Tried SSP for grouper before the closure. Tide came in good when I got there. I had trouble to get pin first but went to the end where every one got many. I did the same. Freelined a couple out acrossing the eastside bridge. It was slow for everyone. One regular moved around and he got a nice 28" keeper. Getting no hit for a long while, I went to that lucky guy asking for some tips which he did. I adjusted my position according to his tips and had a big one on 15 min after. I fought this one really hard for but fish won by chewing off the 50 lb leader. Then nothing went on for a while as the tide slowed to halt. We had to switched to west side and casted the pin out as the tide did not move much at all. It was slow for every one as well but I was the only one got fish on three more times. Lost two again due to weak setup but pulled one over the rail. It was nearly 21" and back she went where she came.
So still no keeper for me for couple of years I tried. Lesson learned today. You have to have strong setup if you want to deal with grouper.


----------



## SnookMook (Jan 7, 2004)

Good report. Yes indeed, stout gear and line is the key. Especially anywhere like the Skyway where you can get rocked up real quick. 

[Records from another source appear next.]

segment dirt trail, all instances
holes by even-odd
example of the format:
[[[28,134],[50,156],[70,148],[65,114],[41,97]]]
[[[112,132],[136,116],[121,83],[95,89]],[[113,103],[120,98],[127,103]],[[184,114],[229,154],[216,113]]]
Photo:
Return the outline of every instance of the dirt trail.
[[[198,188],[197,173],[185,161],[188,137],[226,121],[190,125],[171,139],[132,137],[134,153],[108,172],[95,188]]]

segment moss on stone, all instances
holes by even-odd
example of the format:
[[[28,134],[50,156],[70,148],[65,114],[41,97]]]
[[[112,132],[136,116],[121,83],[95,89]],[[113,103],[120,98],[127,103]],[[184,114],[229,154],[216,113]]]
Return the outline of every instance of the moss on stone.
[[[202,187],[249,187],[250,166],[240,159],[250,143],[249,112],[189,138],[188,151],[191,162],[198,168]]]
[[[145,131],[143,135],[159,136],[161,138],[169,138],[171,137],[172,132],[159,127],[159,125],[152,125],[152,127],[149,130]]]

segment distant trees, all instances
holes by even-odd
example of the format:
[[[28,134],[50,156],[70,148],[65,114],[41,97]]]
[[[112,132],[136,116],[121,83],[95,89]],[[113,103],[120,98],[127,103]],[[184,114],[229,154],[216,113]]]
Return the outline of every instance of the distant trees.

Another tip to remember is to have your drag locked down tight and to back peddle as you reel in. This is key to fighting a grouper from any land structure which allows you to do so. 

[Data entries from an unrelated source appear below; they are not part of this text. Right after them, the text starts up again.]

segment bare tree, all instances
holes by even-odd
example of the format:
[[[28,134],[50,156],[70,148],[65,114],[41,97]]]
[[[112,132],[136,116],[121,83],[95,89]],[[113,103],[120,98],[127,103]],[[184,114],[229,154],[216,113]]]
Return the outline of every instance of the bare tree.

That extra couple of steps backwards, sometimes equals that extra foot or two to keep that SOB out of the rocks.


----------



## ripnlips (Oct 22, 2008)

how is the bait (greenbacks & threadfins) down there? i am planning to be there tomorrow. also, how are the water temps?


----------



## SnookMook (Jan 7, 2004)

Water temps are perfect for grouper fishing. Not sure on the bait though. Good luck. You gonna give it one last shot before the closure, way to go.


----------



## Peixaria (Dec 31, 2008)

Hey guys in this thread. What is the closure you speak of? I have fished both sides of Skyway in the past, even though I'm in NC. Whats going on?


----------



## eaglesfanguy (May 1, 2003)

Pix, the eastern spans of the skyway are closed due to D.O.T saying there unstable. There barracaded off with fences and concrete blocks.
Also grouper season closes 12 midnight feb 1 until 12midnight April 1. Illegal to harvest or posess.


----------



## SnookMook (Jan 7, 2004)

Yea, I was speaking of the grouper closure from Feb. 1st to April 1st.


----------